14  An Array of Sequences

NoteCore idea

Python sequences are deeply unified. Once you understand the one taxonomy (container vs flat, mutable vs immutable), the whole chapter of sequence features clicks into place.

In this chapter you will learn to:

  1. Place every Python sequence type into the two-by-two taxonomy of container/flat and mutable/immutable.
  2. Write list comprehensions and generator expressions, and pick between them based on memory.
  3. Use tuples as records — and unpack them, including with *rest patterns.
  4. Use structural pattern matching to dispatch on the shape of a sequence.
  5. Slice, including with named slice objects, and assign through slices.
  6. Avoid the classic [[0]*3]*3 aliasing bug.
  7. Choose between list, tuple, array.array, deque, and memoryview for a given task.

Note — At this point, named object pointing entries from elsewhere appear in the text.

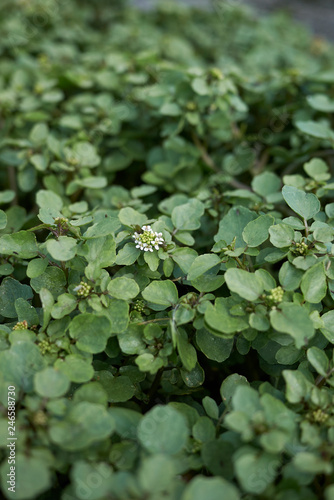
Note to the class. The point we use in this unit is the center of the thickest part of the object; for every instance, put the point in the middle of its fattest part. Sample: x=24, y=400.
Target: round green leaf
x=91, y=332
x=304, y=204
x=212, y=488
x=293, y=319
x=76, y=369
x=51, y=383
x=163, y=293
x=256, y=231
x=10, y=291
x=21, y=244
x=249, y=286
x=123, y=288
x=32, y=477
x=314, y=283
x=163, y=430
x=63, y=249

14.1 The sequence taxonomy

Python’s sequence types fall into a small grid. Memorize this grid and the rest of the chapter is consequences.

Container (any type, holds references) Flat (one type, holds values)
Mutable list, collections.deque bytearray, array.array
Immutable tuple str, bytes

A container sequence holds references to objects of any type — the list [1, "two", 3.0] is a list of three pointers. A flat sequence packs values directly into contiguous memory, so it can only hold one type, but it’s smaller and faster.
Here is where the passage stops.